[Pgi-wg] OGF PGI - AGU Execution Service Strawman Rendering
Etienne URBAH
urbah at lal.in2p3.fr
Mon Oct 26 13:48:15 CDT 2009
Aleksandr, Balazs, Morris, Luigi, Johannes and all,
Concerning the 'AGU Execution Service Strawman Rendering' of OGF PGI :
Aleksandr KONSTANTINOV and myself had a telephone talk on Friday 23
October at 16h, and we pointed the question 'if we want to tie state
changes to operation tightly or operation may aggregate multiple state
changes'.
I am NOT an expert on Web Services. I can imagine 3 ways to implement
message transfers (between Job Submitter and Execution Service)

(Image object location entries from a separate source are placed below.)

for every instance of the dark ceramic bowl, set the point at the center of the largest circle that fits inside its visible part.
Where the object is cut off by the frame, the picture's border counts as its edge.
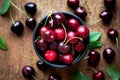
(38, 52)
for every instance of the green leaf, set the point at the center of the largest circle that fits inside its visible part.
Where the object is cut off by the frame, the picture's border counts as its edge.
(77, 75)
(3, 44)
(113, 73)
(95, 44)
(94, 36)
(5, 7)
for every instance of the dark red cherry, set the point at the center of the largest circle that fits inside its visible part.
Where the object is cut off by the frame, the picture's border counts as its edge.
(49, 36)
(59, 33)
(81, 12)
(72, 24)
(94, 57)
(31, 23)
(31, 8)
(17, 28)
(50, 55)
(109, 4)
(67, 58)
(73, 3)
(112, 34)
(54, 77)
(71, 36)
(99, 75)
(108, 54)
(41, 44)
(63, 48)
(58, 19)
(106, 16)
(82, 31)
(28, 72)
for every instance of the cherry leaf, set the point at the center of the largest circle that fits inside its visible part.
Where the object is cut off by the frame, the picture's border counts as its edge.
(3, 44)
(5, 7)
(113, 73)
(77, 75)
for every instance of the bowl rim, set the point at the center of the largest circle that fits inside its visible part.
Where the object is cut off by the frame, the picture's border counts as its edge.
(53, 64)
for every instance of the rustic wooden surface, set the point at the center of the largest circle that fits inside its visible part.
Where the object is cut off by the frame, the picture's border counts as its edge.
(12, 61)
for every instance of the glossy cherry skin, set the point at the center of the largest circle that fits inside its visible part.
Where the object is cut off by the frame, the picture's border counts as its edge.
(108, 54)
(54, 77)
(67, 58)
(50, 55)
(72, 24)
(59, 19)
(94, 57)
(99, 76)
(109, 4)
(17, 28)
(31, 8)
(49, 36)
(112, 34)
(41, 65)
(81, 12)
(63, 48)
(28, 72)
(82, 31)
(31, 23)
(71, 36)
(106, 16)
(73, 3)
(41, 44)
(60, 34)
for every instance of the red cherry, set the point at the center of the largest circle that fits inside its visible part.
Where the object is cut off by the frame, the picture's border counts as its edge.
(67, 58)
(99, 76)
(82, 31)
(59, 33)
(50, 55)
(71, 35)
(72, 24)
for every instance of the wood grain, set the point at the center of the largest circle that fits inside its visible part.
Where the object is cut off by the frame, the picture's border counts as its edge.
(12, 61)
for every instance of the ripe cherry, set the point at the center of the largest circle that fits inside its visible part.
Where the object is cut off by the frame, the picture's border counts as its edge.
(81, 12)
(82, 31)
(50, 55)
(108, 54)
(31, 8)
(31, 23)
(17, 28)
(73, 3)
(72, 24)
(28, 72)
(106, 16)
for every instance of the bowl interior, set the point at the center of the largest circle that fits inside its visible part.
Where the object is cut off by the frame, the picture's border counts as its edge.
(38, 52)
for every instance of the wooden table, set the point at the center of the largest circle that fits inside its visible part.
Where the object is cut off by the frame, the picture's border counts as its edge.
(12, 61)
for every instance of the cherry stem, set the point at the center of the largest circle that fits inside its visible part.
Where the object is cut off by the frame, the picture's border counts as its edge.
(28, 57)
(65, 33)
(34, 77)
(93, 69)
(13, 21)
(73, 38)
(19, 9)
(95, 22)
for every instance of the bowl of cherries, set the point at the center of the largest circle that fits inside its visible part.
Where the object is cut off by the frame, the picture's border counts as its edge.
(61, 39)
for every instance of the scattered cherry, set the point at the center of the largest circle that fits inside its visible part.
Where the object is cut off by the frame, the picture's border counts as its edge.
(31, 8)
(17, 27)
(73, 3)
(28, 72)
(108, 54)
(54, 77)
(81, 12)
(106, 16)
(31, 23)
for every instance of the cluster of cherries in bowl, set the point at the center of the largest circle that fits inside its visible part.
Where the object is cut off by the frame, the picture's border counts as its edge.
(61, 39)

according to the 'Single Job State Model' :
If Execution Service and Job Submitter both implement notifications
-------------------------------------------------------------------
This asynchronous method is most efficient, but is NOT mandatory.
- On job submission :
- The Job Submitter sends a 'CreateActivity' request containing 2
parameters :
- The vector of Job descriptions,
- The URL for notification.
- The Execution Service immediately sends back a 'CreateActivity'
response containing Jobids (or error messages).
- The Job Submitter waits for notifications.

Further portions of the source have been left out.